And when Beth Sebian signed on to help an openly gay candidate for mayor of Brockton, Mass., she attended the institute’s campaign seminar and learned what to do if an opponent tries to make an issue of homosexuality.
Veiga credits the institute with helping her win re-election in 2002 after she went public; Sebian says the group is helping her avoid mistakes in Jass Stewart’s September primary campaign.
The 14-year-old Washington, D.C.-based institute matches candidates with consultants, helps with fund-raising and runs up to five campaign seminars a year around the country – including one earlier this year in the conservative bastion of Colorado Springs.
Robin Brand, the institute’s vice president for campaigns and elections, said the group mostly teaches fundamentals that any candidate – gay or straight – would learn from any consultant: identifying potential voters, raising money and building contact lists.
But the institute also uses role-playing exercises and other training to help candidates avoid being sidetracked by questions about homosexuality.
“We tell them to answer openly and honestly, but to get back on message,” Brand said. “It’s a great exercise because that is one of the challenges that openly gay candidates need to handle.”
The institute is quiet about its work. Brand and other officials declined to provide details of the training, and reporters were allowed to watch the seminar here for just 15 minutes.
Veiga, a Democrat who represents Denver, said she contacted the institute when she became worried opponents would make an issue of her homosexuality. The institute put her in touch with campaign consultant Joe Fold, who advised her to disclose her sexual orientation herself.
She did so in an interview with the Rocky Mountain News published in August 2002, nearly three months before the election.
“We felt that it was important to come out on her terms,” Fold said. “And even though she’d been out with her friends and family for a long time, there’s a big difference between that and the public.”
Veiga told the newspaper she did not want to make an issue of her homosexuality but feared that some detractors, whom she did not identify, planned a mailing to voters attacking her as a lesbian. Citing two unidentified Republican Party activists, the newspaper said “a few ultraconservative members of the GOP” planned a smear campaign against Veiga based on her sexual orientation.
“I would never make an issue of my sexual orientation unless I knew the attacks were coming,” Veiga told the News. “I think you have to ask yourself, ‘Why is this an issue now, since I’ve been in office six years?’ The only answer I can come up with is I’m moving up in leadership in the House and I’m trying to elect Democrats across the state. And that’s threatening.”

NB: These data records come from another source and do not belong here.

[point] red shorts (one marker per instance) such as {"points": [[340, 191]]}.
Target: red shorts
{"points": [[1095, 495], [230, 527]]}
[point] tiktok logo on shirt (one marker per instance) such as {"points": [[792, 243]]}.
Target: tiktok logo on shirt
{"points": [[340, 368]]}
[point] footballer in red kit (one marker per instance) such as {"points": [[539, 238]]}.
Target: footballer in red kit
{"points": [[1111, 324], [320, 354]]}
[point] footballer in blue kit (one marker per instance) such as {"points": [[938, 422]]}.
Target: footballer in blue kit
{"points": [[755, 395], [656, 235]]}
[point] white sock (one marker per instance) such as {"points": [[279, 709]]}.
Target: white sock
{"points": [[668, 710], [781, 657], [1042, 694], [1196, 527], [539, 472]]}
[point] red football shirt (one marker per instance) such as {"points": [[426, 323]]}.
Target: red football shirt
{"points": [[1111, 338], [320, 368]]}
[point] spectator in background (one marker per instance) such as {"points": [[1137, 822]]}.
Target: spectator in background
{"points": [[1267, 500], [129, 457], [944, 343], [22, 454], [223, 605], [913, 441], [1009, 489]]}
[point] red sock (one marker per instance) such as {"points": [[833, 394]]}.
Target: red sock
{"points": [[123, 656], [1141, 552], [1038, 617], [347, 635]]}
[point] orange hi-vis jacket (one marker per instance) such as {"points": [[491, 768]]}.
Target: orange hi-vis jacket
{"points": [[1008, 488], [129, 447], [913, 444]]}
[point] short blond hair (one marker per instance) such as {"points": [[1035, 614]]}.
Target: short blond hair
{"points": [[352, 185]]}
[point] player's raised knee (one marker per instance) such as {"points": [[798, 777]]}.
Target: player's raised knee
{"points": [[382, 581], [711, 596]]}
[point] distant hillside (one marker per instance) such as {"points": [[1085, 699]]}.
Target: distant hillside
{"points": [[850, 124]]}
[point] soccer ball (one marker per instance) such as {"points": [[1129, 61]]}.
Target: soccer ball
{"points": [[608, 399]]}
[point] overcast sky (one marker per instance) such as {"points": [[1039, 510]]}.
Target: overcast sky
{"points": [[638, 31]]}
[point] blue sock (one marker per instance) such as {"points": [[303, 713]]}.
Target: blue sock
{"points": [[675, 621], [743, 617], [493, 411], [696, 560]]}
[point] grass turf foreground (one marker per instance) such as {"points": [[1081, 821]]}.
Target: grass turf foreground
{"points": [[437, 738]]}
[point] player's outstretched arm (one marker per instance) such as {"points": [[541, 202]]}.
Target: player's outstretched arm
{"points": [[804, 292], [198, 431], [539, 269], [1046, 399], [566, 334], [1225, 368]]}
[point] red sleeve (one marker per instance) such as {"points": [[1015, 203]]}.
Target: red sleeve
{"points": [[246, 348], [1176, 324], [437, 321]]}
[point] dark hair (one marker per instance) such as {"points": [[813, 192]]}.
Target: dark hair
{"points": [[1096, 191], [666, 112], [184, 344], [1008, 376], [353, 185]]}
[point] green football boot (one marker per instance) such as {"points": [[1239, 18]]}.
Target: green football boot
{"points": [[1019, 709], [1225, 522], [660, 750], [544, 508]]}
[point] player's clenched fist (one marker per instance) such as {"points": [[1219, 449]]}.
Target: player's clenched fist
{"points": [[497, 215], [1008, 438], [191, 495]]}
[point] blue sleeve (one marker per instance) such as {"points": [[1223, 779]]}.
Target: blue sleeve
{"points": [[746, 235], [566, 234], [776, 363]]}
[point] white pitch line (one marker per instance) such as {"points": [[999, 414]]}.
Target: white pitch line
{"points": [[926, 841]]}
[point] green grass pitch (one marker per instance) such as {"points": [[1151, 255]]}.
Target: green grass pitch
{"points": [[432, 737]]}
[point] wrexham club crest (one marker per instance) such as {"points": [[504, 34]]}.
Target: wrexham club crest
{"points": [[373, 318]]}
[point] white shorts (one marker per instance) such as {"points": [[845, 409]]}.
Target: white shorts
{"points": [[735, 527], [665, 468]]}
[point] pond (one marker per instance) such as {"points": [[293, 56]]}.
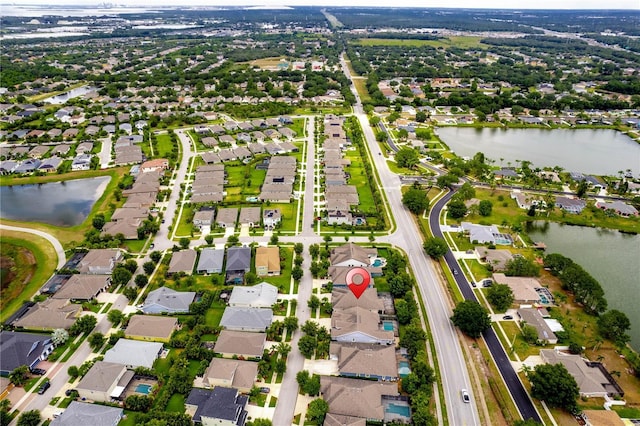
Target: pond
{"points": [[593, 151], [611, 257], [66, 203], [70, 94]]}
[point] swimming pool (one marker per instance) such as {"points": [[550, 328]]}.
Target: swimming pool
{"points": [[401, 410], [143, 388], [403, 369]]}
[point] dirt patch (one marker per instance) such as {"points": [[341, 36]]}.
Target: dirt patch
{"points": [[18, 264]]}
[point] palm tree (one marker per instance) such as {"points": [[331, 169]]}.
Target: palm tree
{"points": [[283, 349]]}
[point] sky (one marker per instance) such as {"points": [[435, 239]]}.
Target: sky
{"points": [[494, 4]]}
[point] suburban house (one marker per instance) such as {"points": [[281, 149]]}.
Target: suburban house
{"points": [[363, 360], [49, 315], [134, 353], [211, 261], [359, 325], [81, 413], [164, 299], [592, 378], [151, 328], [219, 406], [18, 349], [356, 397], [240, 344], [203, 219], [99, 261], [230, 373], [497, 258], [352, 255], [227, 217], [533, 317], [602, 418], [238, 264], [571, 205], [104, 381], [271, 218], [250, 216], [262, 295], [246, 319], [156, 165], [267, 261], [343, 298], [485, 234], [182, 261], [83, 287]]}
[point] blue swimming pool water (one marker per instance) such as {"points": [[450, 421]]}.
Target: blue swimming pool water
{"points": [[403, 369], [143, 388], [401, 410]]}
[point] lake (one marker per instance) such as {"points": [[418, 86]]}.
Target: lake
{"points": [[70, 94], [594, 151], [611, 257], [66, 203]]}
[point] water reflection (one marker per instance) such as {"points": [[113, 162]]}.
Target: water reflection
{"points": [[66, 203]]}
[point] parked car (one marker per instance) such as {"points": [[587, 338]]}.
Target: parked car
{"points": [[43, 388]]}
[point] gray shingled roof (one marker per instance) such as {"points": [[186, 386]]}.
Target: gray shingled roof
{"points": [[246, 318]]}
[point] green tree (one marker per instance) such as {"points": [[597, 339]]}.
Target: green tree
{"points": [[29, 418], [84, 324], [130, 293], [96, 340], [472, 318], [115, 317], [19, 375], [485, 207], [296, 273], [184, 243], [457, 209], [121, 276], [155, 256], [141, 280], [73, 371], [317, 410], [148, 267], [614, 325], [581, 191], [529, 334], [500, 296], [416, 200], [59, 336], [435, 247], [407, 158], [553, 384], [98, 221], [521, 267]]}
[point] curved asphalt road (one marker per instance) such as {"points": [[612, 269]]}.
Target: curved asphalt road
{"points": [[516, 389]]}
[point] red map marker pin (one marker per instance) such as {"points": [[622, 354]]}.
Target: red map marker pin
{"points": [[358, 280]]}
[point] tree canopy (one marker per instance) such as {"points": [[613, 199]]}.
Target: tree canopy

Republican leaders told the paper they had no knowledge of a smear campaign, and it never materialized. Veiga won the election by 14 percentage points.
Her Republican opponent, Karen Kataline, said Veiga unfairly labeled her as anti-gay and wrongly accused her of unleashing a smear campaign.
“In the end it worked beautifully for her,” she said. Veiga portrayed herself as a victim to “raise money out-of-state and fire up her base,” said Kataline, now president of Jewish Republicans for Colorado.
Veiga called Kataline’s assertions ridiculous.
The institute does not keep records of how many of its seminar graduates have won election, but at least one from each of its sessions gets into office, said Dave DeCicco, vice president of communications.
The institute claims it has had a hand in increasing the number of openly gay politicians in office nationwide from 49 in 1991 to about 300 last year.
Rep. Barney Frank, the Massachusetts Democrat who in 1987 became the first member of Congress to voluntarily make his homosexuality public, said the rising number of gays and lesbians in public office is gradually dissolving negative labels.
“It is helping,” he said. “A major reason for homophobia among people is that they have inaccurate stereotypes. But as people get to know [gays and lesbians], we’ll make progress.”